Spoof – If Abbie Hoffman were alive today.
Abbie Hoffman, a political and social activist, was a counter-culture hero who wrote a literary gem during my hippie days, entitled, Steal This Book. My best buddy Marco picked up a copy and learned several of its techniques for ripping off the establishment to garner freebees in return, for which he recruited my services to aid him in one of his nefarious adventures.
Early in the book, various scams described how to get free food, like going into a self-service cafeteria and finish the meal of someone who left a large quantity of food on their plates. Use of slugs in automats was another suggestion.
At “fancy sit-down restaurants,” grab a table with dishes remaining from the previous patron, and scoff up the leftovers real fast. When the waitress comes by with a menu, say you have to go outside for something and split.
As another swindle documented: after ordering a large, expensive meal and eating half of it, take a dead cockroach or piece of glass stashed away in a pocket and place it on the plate mixed in with the chow.
Make a scene by loudly calling for a manager and act insulted and humiliated, saying something like, “I could have been poisoned.” Refuse to pay for the meal and leave. Many times the establishment will attempt to talk you into accepting a new meal on the house for the inconvenience incurred.
Marco, nor I for that matter, weren’t very good actors and strayed away from the scene-making endeavors. One of the book’s “free-loading tricks” seemed more appealing to us, which entailed that we enter a diner at separate intervals and sit next to each other at the counter, acting like strangers.
The first individual should have ordered a hefty meal and had it served before the second hooligan enters and sits next to the first, whereby the latter then orders a cup of coffee and a Danish, timing each other’s consumption so that the waitress will have placed the respective checks on the counter when both scoundrels were almost finished and telling her that will be all.
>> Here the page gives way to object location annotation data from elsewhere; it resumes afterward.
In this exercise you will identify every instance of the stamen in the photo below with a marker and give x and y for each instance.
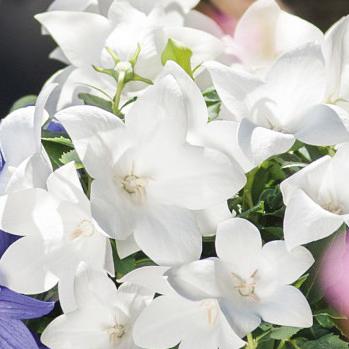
(84, 229)
(116, 333)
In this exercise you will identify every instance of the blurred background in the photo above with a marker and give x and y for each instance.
(24, 52)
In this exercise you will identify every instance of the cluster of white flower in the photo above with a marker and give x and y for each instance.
(161, 172)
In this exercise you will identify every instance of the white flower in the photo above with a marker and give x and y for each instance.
(250, 282)
(24, 162)
(288, 104)
(147, 179)
(336, 52)
(316, 199)
(83, 37)
(172, 319)
(265, 32)
(58, 234)
(104, 318)
(102, 6)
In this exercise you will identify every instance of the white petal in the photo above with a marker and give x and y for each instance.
(152, 278)
(93, 288)
(196, 110)
(242, 319)
(196, 178)
(265, 31)
(17, 136)
(233, 87)
(259, 143)
(169, 320)
(222, 136)
(81, 329)
(283, 266)
(195, 281)
(322, 126)
(127, 247)
(305, 221)
(80, 35)
(145, 115)
(287, 307)
(296, 82)
(95, 134)
(168, 235)
(336, 53)
(209, 219)
(239, 243)
(113, 211)
(37, 213)
(67, 5)
(309, 178)
(31, 173)
(104, 6)
(40, 115)
(23, 267)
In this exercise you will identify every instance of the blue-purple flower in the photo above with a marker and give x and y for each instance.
(14, 308)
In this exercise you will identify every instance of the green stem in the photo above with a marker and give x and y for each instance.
(247, 194)
(281, 345)
(294, 344)
(117, 98)
(251, 343)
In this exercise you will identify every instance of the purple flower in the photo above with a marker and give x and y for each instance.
(14, 308)
(334, 274)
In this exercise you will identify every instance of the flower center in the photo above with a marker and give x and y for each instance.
(84, 229)
(116, 333)
(212, 310)
(135, 187)
(246, 288)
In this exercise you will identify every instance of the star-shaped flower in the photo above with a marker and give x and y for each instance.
(58, 234)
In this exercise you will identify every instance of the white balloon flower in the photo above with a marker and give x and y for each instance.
(83, 37)
(171, 319)
(23, 161)
(316, 199)
(265, 32)
(250, 282)
(104, 318)
(147, 179)
(58, 232)
(288, 104)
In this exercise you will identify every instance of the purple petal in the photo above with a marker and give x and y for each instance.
(14, 335)
(38, 342)
(6, 240)
(16, 306)
(2, 161)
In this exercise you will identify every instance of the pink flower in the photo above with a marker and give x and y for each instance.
(334, 276)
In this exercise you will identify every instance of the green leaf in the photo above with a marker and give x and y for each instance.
(211, 96)
(213, 111)
(122, 266)
(329, 341)
(175, 51)
(59, 140)
(23, 102)
(55, 148)
(69, 156)
(96, 101)
(284, 333)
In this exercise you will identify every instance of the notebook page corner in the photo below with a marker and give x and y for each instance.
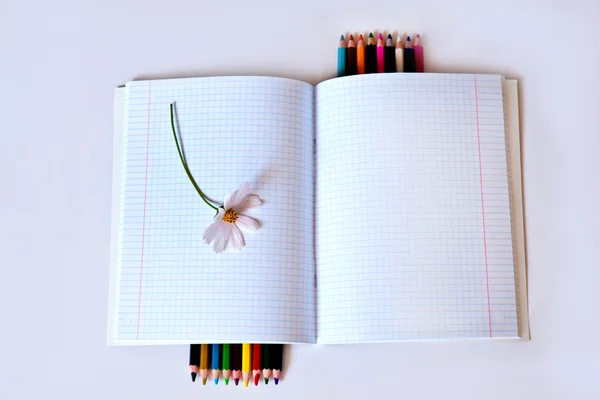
(414, 241)
(511, 94)
(233, 129)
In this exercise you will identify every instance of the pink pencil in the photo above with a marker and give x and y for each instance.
(419, 54)
(380, 56)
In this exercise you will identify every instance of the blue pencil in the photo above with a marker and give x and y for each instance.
(342, 57)
(216, 367)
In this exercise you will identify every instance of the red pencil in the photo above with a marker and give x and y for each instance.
(380, 55)
(256, 363)
(419, 54)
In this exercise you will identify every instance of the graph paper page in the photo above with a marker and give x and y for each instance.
(171, 287)
(413, 211)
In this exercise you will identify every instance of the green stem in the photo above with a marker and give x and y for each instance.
(185, 166)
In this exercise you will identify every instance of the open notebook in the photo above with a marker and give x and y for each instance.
(392, 211)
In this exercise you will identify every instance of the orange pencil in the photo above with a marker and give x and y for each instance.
(256, 363)
(360, 55)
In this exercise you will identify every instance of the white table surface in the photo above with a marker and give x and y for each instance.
(59, 63)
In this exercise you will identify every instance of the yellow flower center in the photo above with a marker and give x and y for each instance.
(230, 216)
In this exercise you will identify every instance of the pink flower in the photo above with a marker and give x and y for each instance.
(226, 231)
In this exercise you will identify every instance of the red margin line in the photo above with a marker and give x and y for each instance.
(487, 281)
(137, 335)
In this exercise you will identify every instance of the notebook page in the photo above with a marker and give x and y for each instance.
(413, 211)
(171, 287)
(513, 152)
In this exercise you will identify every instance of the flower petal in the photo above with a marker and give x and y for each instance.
(249, 202)
(212, 231)
(237, 196)
(247, 223)
(236, 239)
(220, 241)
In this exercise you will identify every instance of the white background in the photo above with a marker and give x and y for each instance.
(59, 63)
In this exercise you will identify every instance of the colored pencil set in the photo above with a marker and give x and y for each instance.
(237, 361)
(385, 56)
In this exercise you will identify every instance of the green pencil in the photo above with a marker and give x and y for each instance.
(226, 367)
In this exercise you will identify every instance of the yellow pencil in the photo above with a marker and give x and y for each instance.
(204, 363)
(246, 357)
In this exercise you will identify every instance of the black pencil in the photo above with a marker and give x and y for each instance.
(409, 57)
(371, 56)
(276, 353)
(236, 362)
(194, 360)
(390, 55)
(351, 57)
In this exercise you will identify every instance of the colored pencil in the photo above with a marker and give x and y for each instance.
(351, 57)
(266, 362)
(204, 362)
(420, 64)
(380, 55)
(236, 362)
(399, 54)
(277, 361)
(409, 57)
(226, 364)
(216, 367)
(370, 56)
(390, 57)
(194, 360)
(246, 357)
(341, 57)
(256, 363)
(360, 55)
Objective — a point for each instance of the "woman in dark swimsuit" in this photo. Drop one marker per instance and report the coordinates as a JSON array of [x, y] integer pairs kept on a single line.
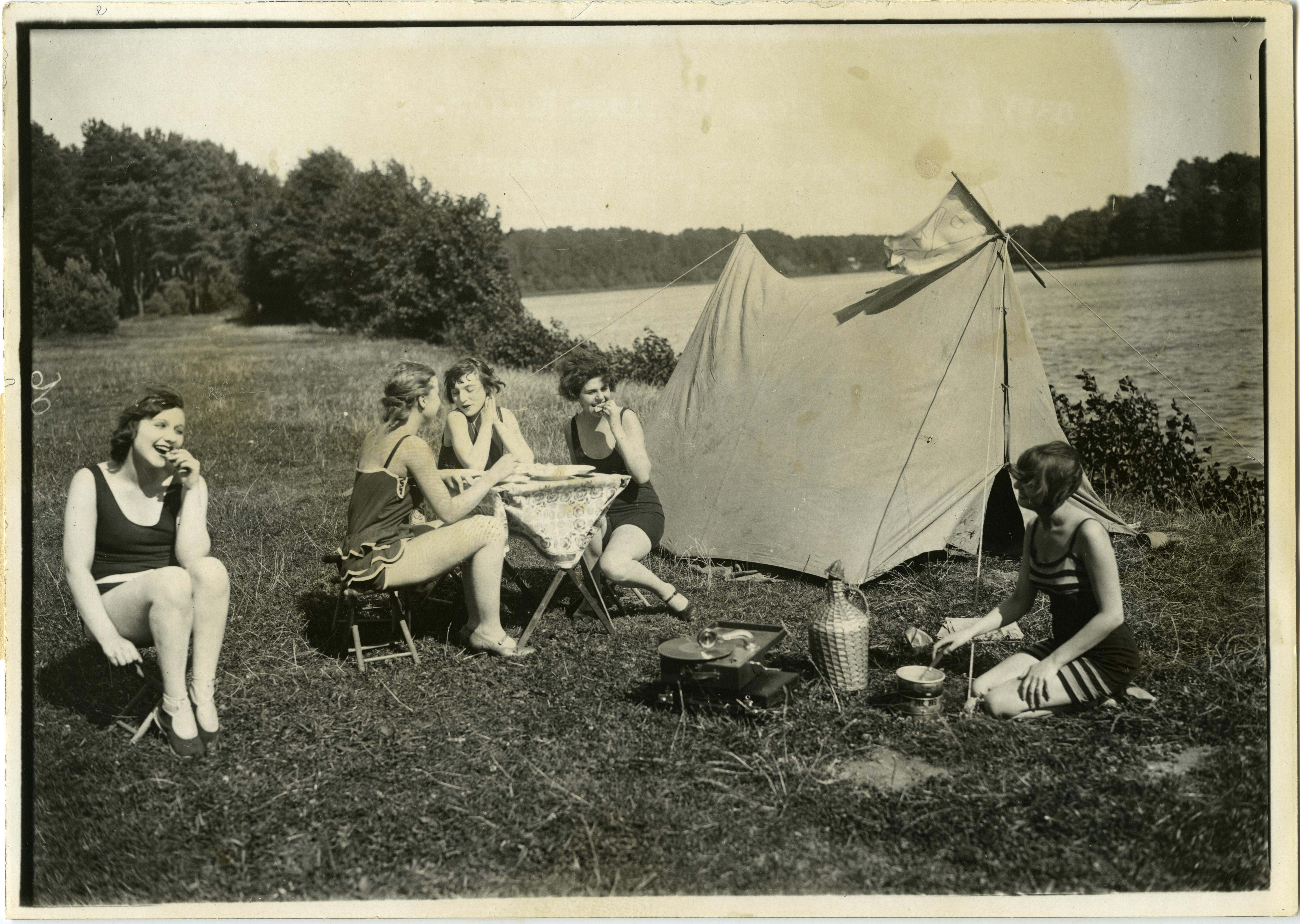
[[609, 437], [1092, 654], [136, 584], [479, 432], [395, 476]]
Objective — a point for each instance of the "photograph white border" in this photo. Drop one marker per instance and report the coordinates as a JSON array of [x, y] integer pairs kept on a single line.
[[1278, 24]]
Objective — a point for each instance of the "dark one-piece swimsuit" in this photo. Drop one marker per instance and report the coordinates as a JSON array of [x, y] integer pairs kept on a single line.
[[1105, 669], [379, 524], [127, 548], [448, 454], [638, 505]]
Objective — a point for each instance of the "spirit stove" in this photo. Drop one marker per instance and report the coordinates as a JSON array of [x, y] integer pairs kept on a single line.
[[723, 665]]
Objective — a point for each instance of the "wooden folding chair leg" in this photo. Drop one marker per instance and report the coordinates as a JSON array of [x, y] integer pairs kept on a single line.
[[406, 633], [519, 583], [604, 585], [541, 609], [357, 648], [596, 604]]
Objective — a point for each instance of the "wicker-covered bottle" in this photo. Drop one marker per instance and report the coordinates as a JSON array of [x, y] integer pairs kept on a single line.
[[839, 635]]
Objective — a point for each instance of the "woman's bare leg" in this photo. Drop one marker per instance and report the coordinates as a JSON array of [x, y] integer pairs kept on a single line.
[[156, 609], [211, 605], [621, 562], [480, 539], [1004, 701]]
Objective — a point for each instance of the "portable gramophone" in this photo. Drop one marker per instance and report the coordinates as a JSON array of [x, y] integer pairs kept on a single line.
[[723, 663]]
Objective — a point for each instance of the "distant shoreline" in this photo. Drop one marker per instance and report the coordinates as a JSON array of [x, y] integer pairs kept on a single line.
[[1155, 258], [1051, 264]]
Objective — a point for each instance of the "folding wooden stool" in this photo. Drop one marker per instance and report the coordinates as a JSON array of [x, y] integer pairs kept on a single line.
[[150, 687], [370, 607]]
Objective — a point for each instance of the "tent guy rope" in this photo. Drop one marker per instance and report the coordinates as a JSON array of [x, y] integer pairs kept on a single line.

The one who had the large meal is to take the check of the one who had the smaller, bring it to the cashier and pay the lesser amount before leaving the premises. When the remaining accomplice gets ready to leave, he’ll call over the waitress to tell her there must have been some mistake with the check, stating he only should be charged for coffee and Danish, not for steak and lobster with a piece of chocolate-mousse pie.
Thinking we could pull it off, I played the part of the coffee-and-Danish guy, while Marco went in first to order his extravagant dinner. Watching from the car in the parking lot, I saw when his meal was served, waited about five or ten minutes before going in, and sat next to him before ordering.
Out timing was perfect. Both checks sat on the counter. Marco pick up one of them and proceeded to the register after leaving a decent tip. One of the instructions in Hoffman’s book was to never stiff the waitstaff.
In the corner of my eye, I caught Marco doing an about-face and heading to the men’s room. After several minutes of his not exiting the loo, I became a little concerned and picked up my check to end this charade.
My charges were for a coffee and Danish. Marco had picked up his own check inadvertently. Before paying, I went into the restroom to check on him, and no one was in there. He had pulled a disappearing act evidently by exiting out the window, for which I found him outside waiting for me.
I declined switching roles to get my part of the deal, never wanting to partake in another one of Hoffman’s schemes. So much for my life of crime. As my dad once said, “All I have to do is spit on the wrong side of the street, and I’d get caught.”
Happy Father’s Day, Pop, wherever on the other side you may be. I miss you!